Recruitment & Eligibility

• Status: WITHDRAWN
• Sex: All
• Target Recruitment: Not specified

Inclusion Criteria

• Candidates for coronary artery bypass grafting or minimally invasive valve repair/replacement

Exclusion Criteria

• Not able to perform pre-operative standard pulmonary function tests
• No understanding of Dutch, French or English and/or no ability to understand verbal instructions regarding the inspiratory muscle training
• Patients who participate in another clinical trial
• Patients suffering from neuromuscular disorders, unstable angina, a history of non-traumatic pneumothorax, chronic obstructive pulmonary disease (COPD) in exacerbation
• Patients in need for urgent surgery (within less than 2 weeks)

Study & Design

• Study Type: INTERVENTIONAL
• Study Design: PARALLEL

Arm && Interventions

Group	Intervention	Description
Group 2: comparator	Standard physiotherapy	Standard physiotherapy prior to surgery
Group 1: experimental	Inspiratory muscle training (IMT) using an IMT Threshold device (Philips)	Daily inspiratory muscle training (IMT) using an IMT Threshold device (Philips) prior to surgery

Primary Outcome Measures

Name	Time	Method
Dynamic pulmonary function	approximately 6 days after surgery	Vital capacity (l), FVC: forced vital capacity (l), FEV1: forced expiratory volume in 1 second (l).Diagnosis of normal/obstructive/restrictive lungfunction. Evolution after surgery.
Pulmonary function (Volumes)	approximately 6 days after surgery	Inspiratory capacity (l), Functional residual capacity (l) ,Residual volume (l),Total lung capacity (l). Diagnosis of normal/obstructive/restrictive lungfunction. Evolution after surgery.
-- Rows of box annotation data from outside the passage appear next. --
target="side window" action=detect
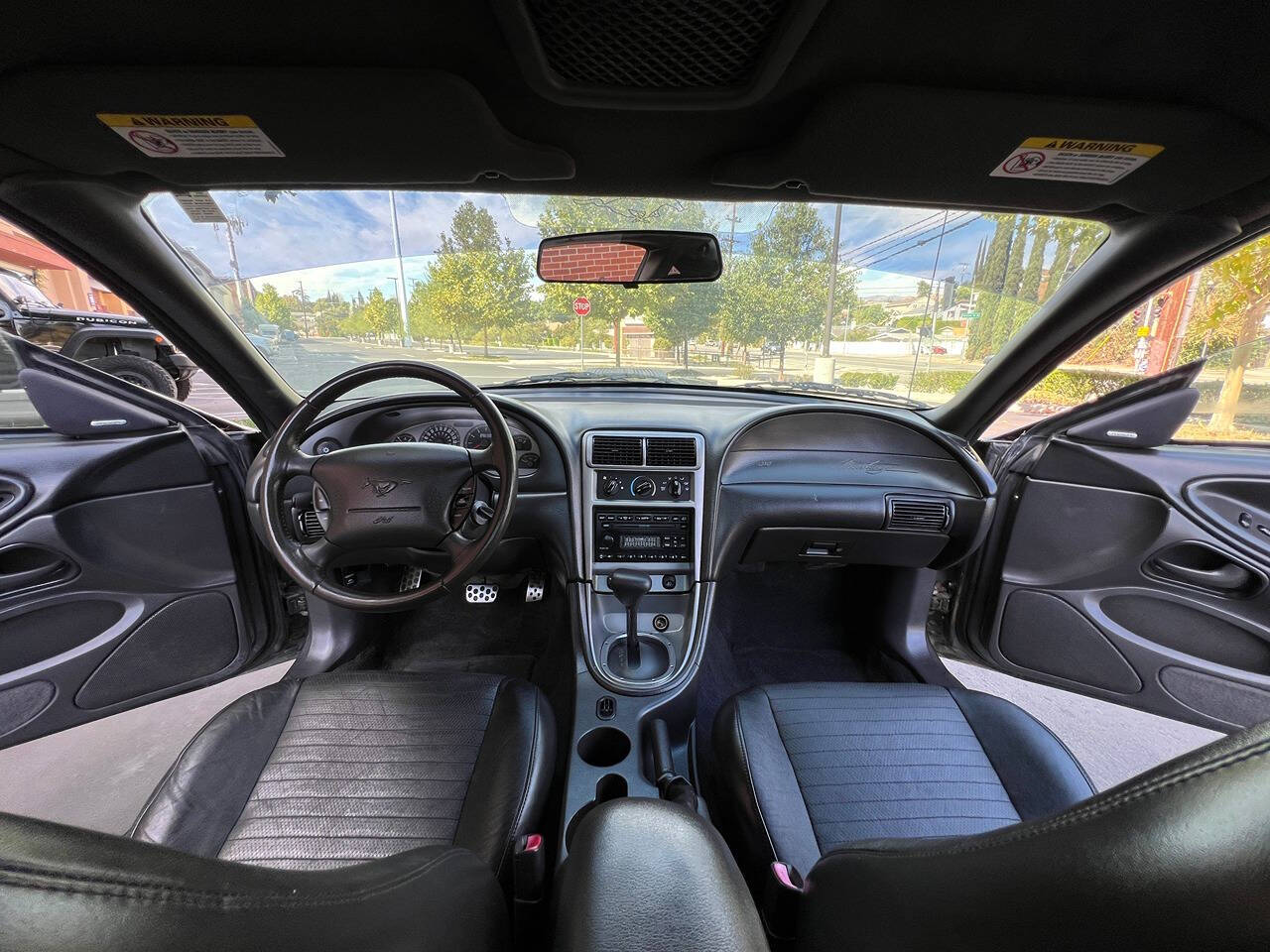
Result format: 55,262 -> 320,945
984,235 -> 1270,444
0,339 -> 45,430
0,218 -> 250,429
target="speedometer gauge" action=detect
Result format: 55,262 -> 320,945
463,426 -> 494,449
419,422 -> 458,447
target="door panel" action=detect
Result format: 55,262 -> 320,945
955,370 -> 1270,731
0,340 -> 281,747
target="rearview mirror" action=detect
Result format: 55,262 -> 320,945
539,231 -> 722,287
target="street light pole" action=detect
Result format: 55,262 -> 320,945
389,189 -> 414,346
821,202 -> 842,357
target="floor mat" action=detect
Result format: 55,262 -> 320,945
396,654 -> 537,680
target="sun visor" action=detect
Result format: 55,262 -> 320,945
712,85 -> 1270,214
0,68 -> 574,187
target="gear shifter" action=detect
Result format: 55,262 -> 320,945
608,568 -> 671,680
608,568 -> 653,669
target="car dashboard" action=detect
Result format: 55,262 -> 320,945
289,386 -> 994,695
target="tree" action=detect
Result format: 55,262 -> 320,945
361,289 -> 396,341
966,214 -> 1015,359
421,200 -> 534,357
539,195 -> 708,367
255,285 -> 291,327
314,298 -> 349,337
644,282 -> 721,367
724,202 -> 831,378
1201,236 -> 1270,434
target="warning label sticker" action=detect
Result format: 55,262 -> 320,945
173,191 -> 228,225
96,113 -> 282,159
989,136 -> 1165,185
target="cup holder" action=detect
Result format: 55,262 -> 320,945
577,727 -> 631,772
564,776 -> 630,849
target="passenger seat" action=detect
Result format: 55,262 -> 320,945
713,681 -> 1094,875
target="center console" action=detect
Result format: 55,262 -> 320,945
581,430 -> 704,694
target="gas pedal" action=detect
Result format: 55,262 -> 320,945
463,581 -> 498,606
525,572 -> 548,602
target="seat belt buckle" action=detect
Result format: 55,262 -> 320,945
512,833 -> 548,949
762,860 -> 807,939
512,833 -> 548,902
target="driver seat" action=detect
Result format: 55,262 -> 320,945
0,671 -> 555,952
130,671 -> 555,889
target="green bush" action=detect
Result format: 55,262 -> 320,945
838,371 -> 899,390
1022,371 -> 1142,407
913,371 -> 975,394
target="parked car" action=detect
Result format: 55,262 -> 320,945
0,268 -> 198,400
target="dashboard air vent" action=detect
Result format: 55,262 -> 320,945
590,436 -> 644,466
300,509 -> 325,542
648,436 -> 698,468
886,496 -> 952,532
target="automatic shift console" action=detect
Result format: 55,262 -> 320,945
580,430 -> 706,694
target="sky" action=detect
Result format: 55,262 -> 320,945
146,190 -> 1046,298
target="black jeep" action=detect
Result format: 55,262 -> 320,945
0,268 -> 196,400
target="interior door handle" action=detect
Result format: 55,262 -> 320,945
1152,557 -> 1252,591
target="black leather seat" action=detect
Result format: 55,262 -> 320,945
0,671 -> 555,952
713,683 -> 1093,875
131,671 -> 555,885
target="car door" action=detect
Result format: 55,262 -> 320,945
952,363 -> 1270,731
0,335 -> 286,747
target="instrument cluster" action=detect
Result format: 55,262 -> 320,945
393,418 -> 543,472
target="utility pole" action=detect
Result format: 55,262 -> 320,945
389,189 -> 414,346
906,210 -> 949,398
821,202 -> 842,357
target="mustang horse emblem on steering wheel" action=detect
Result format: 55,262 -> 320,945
362,476 -> 410,499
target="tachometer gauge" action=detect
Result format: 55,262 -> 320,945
419,422 -> 458,447
463,426 -> 494,449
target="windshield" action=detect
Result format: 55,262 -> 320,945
146,190 -> 1106,407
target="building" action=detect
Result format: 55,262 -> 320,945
0,218 -> 136,314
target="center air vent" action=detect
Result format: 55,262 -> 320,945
648,436 -> 698,470
886,496 -> 952,532
590,436 -> 644,466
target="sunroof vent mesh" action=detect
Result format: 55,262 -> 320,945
527,0 -> 788,89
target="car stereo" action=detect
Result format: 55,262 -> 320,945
595,509 -> 693,562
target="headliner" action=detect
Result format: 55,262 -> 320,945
0,0 -> 1270,221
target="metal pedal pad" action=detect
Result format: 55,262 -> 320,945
463,581 -> 498,606
525,572 -> 548,602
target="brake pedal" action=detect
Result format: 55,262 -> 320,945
525,572 -> 548,602
463,581 -> 498,606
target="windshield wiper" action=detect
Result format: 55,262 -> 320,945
742,380 -> 931,410
498,367 -> 710,387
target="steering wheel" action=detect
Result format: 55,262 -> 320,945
248,361 -> 516,612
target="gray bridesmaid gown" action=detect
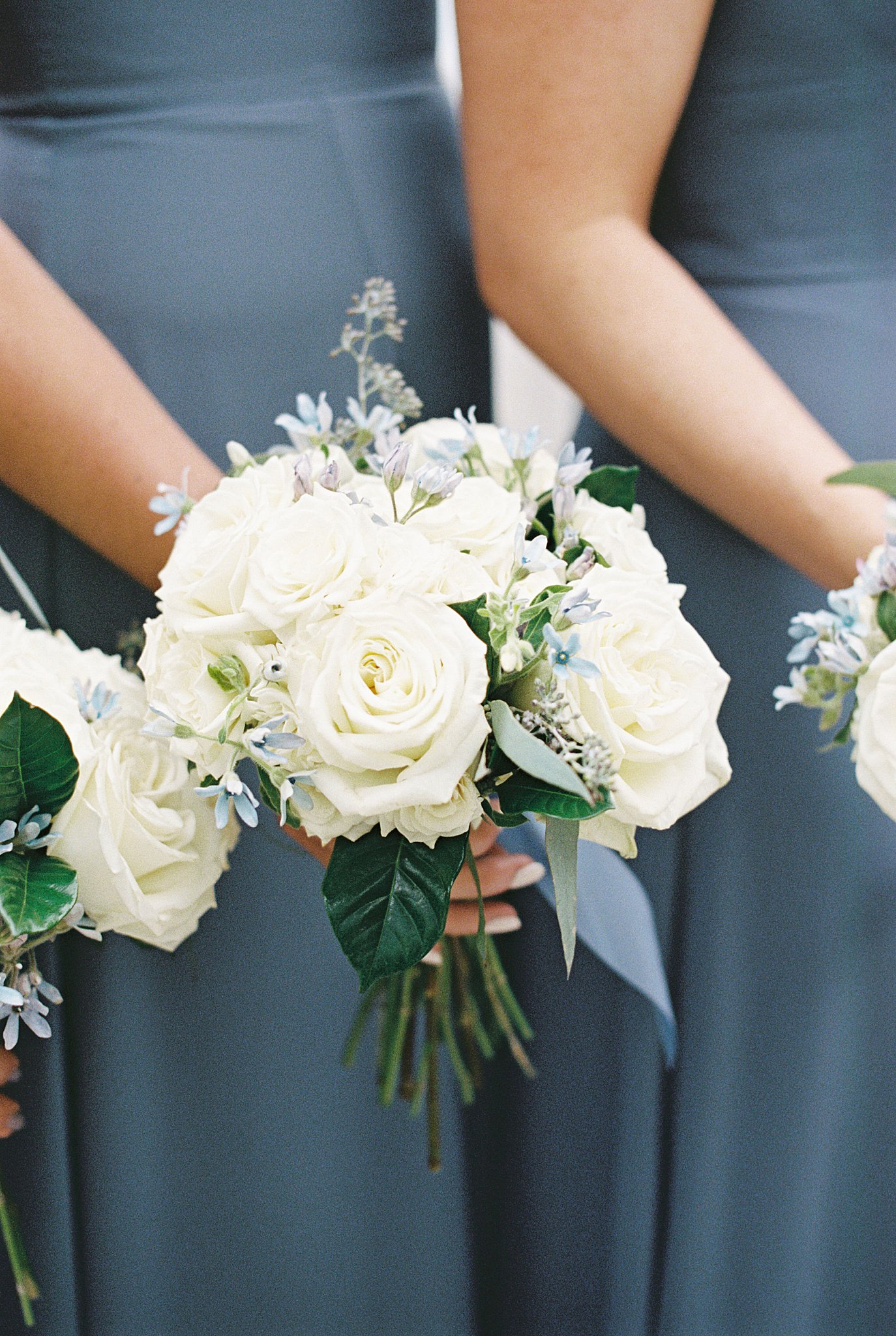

Secondary Outcome Measures

Name	Time	Method
Respiratory Muscle Strength Test	6 days after surgery	Maximum inspiratory pressure (MIP)
Hand grip strength	6 days after surgery	Evaluation of hand grip strength using a Martin Vigorimeter
CRP	6 days after surgery	C-reactive protein, evaluation inflammatory status
post-operative pulmonary complications	early post-operative period (day0 - day7)	Melbourne Group Scale (MGS), tool for recognition of postoperative pulmonary complications (PPC), based on 1) Temperature \>38◦C 2)White blood cell count \>11.2 or the use of respiratory antibiotics 3)Physician diagnosis of pneumonia or chest infection 4)Chest X-ray report of atelectasis/pneumonia 5)Production of purulent (yellow/green)sputum differing from preoperative 6)Positive signs on sputum microbiology 7)SpO2\<90% on room air 8)Re-admission to or prolonged stay (over36 hours) on the intensive care unit/highdependency unit for respiratory problems. Postoperative pulmonary complications are defined as a score of four or more positive variables. the occurence of PPC is an endpoint in this study.